PIAAC is designed to assess adults in different countries over a broad range of abilities, from simple reading to more complex problem-solving skills. To do this, PIAAC defines four core competency domains of adult cognitive skills seen as key to facilitating the social and economic participation of adults in advanced economies: literacy, reading components, numeracy, and problem solving in technology-rich environments. All participating countries and regions are required to assess the literacy and numeracy domains, but the reading components and problem solving in technology-rich environments domains are both optional. The U.S. PIAAC assessment measured all four domains.

Literacy. Literacy is defined as the ability to understand, evaluate, use, and engage with written text to participate in the society, to achieve one’s goals and to develop one’s knowledge and potential.

Reading components. Reading components measures literacy skills of adults at the lower end of the literacy spectrum, focusing on elements of reading that are comparable across the range of languages (reading vocabulary, sentence comprehension, and basic passage comprehension and fluency).

Numeracy. Numeracy is defined as the ability to access, use, interpret, and communicate mathematical information and ideas, in order to engage in and manage the mathematical demands of a range of situations in adult life.

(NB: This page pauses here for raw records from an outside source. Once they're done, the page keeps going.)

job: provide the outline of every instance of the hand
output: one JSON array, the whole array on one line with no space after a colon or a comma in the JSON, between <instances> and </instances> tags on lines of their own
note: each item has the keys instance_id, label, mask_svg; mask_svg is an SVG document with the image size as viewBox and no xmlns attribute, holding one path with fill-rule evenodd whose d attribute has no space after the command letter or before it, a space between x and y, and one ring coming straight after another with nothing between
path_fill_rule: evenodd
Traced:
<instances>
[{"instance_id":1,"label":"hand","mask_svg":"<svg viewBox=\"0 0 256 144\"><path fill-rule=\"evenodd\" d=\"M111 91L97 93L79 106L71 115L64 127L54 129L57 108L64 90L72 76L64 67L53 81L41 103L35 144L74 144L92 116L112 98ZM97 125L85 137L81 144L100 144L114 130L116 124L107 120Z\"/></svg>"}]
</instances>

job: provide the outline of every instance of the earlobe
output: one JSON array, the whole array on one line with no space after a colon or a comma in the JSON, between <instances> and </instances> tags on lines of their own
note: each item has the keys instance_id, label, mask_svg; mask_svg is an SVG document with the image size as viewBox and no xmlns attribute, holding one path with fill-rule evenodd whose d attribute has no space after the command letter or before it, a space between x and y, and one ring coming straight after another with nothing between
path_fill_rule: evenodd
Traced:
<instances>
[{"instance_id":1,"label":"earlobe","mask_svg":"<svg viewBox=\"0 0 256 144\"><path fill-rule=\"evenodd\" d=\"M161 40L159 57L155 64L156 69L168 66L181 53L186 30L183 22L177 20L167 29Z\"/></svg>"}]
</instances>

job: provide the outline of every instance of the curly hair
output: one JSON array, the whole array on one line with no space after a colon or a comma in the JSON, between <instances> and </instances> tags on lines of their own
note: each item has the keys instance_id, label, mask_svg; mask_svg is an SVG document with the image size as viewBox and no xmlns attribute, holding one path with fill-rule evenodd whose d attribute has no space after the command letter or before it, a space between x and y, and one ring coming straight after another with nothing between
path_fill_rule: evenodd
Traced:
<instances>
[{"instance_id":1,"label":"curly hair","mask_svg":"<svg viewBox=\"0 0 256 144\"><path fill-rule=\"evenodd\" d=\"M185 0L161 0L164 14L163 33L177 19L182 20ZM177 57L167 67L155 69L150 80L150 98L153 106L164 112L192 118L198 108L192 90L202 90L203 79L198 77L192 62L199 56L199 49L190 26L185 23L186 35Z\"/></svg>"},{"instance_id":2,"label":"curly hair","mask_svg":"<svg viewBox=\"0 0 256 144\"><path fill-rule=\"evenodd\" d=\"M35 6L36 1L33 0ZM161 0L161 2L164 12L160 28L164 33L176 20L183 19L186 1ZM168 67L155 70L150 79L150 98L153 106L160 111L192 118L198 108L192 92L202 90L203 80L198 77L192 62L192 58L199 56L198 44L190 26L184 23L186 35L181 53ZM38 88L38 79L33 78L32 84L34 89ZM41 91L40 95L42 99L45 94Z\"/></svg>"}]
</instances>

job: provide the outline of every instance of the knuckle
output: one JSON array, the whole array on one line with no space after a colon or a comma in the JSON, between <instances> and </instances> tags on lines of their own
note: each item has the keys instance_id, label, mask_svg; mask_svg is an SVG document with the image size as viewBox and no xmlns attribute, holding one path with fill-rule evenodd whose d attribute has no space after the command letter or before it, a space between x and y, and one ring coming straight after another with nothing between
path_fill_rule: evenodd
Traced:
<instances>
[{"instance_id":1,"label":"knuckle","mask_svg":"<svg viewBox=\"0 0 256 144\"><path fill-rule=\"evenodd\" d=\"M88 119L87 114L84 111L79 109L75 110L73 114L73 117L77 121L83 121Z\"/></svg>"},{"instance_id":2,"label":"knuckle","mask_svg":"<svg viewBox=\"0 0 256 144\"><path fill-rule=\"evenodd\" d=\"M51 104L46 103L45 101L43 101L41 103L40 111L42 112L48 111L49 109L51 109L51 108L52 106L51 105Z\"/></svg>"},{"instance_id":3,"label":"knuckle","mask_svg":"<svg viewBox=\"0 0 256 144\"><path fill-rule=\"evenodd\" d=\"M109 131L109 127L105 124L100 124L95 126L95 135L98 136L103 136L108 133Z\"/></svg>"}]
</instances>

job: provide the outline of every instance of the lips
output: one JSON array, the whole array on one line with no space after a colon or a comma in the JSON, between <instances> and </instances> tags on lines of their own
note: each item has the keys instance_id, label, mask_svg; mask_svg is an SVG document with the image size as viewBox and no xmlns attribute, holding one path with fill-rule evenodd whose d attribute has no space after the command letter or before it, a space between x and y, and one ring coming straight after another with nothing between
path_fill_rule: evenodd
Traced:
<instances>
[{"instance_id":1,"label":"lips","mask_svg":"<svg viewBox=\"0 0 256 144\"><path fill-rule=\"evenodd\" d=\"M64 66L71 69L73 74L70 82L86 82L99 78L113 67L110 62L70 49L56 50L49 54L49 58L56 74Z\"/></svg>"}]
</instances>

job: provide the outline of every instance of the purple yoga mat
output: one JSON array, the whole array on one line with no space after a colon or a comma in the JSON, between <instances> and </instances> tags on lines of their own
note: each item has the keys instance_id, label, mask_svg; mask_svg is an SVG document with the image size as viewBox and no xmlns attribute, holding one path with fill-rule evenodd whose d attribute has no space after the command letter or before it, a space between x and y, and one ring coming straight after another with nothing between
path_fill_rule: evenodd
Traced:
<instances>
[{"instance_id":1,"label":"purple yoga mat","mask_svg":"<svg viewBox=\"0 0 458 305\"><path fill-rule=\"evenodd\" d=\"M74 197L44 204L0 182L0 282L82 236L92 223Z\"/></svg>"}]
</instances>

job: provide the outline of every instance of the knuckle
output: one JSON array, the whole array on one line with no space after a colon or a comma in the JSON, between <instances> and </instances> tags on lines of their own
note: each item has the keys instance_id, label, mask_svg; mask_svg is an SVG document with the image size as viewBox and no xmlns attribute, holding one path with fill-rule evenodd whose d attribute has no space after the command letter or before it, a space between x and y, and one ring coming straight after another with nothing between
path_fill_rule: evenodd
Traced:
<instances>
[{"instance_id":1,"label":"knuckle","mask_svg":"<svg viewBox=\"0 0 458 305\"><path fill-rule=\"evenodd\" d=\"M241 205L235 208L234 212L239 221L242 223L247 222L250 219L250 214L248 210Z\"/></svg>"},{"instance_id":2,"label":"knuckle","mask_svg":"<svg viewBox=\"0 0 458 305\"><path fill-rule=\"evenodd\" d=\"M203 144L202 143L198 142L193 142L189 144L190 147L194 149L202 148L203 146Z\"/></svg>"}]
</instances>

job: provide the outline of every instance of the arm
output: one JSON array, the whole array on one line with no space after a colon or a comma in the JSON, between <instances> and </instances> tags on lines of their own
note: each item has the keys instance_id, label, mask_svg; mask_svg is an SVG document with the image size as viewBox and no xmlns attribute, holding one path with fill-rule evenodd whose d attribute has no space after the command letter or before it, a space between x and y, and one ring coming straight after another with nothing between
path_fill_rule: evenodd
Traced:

Problem solving in technology-rich environments (PS-TRE). Problem solving in technology-rich environments (also referred to as “digital problem solving”) involves using digital technology, communication tools and networks to acquire and evaluate information, communicate with others and perform practical tasks. The PIAAC problem solving assessment focuses on the abilities to solve problems for personal, work and civic purposes by setting up appropriate goals and plans, accessing and making use of information through computers and computer networks.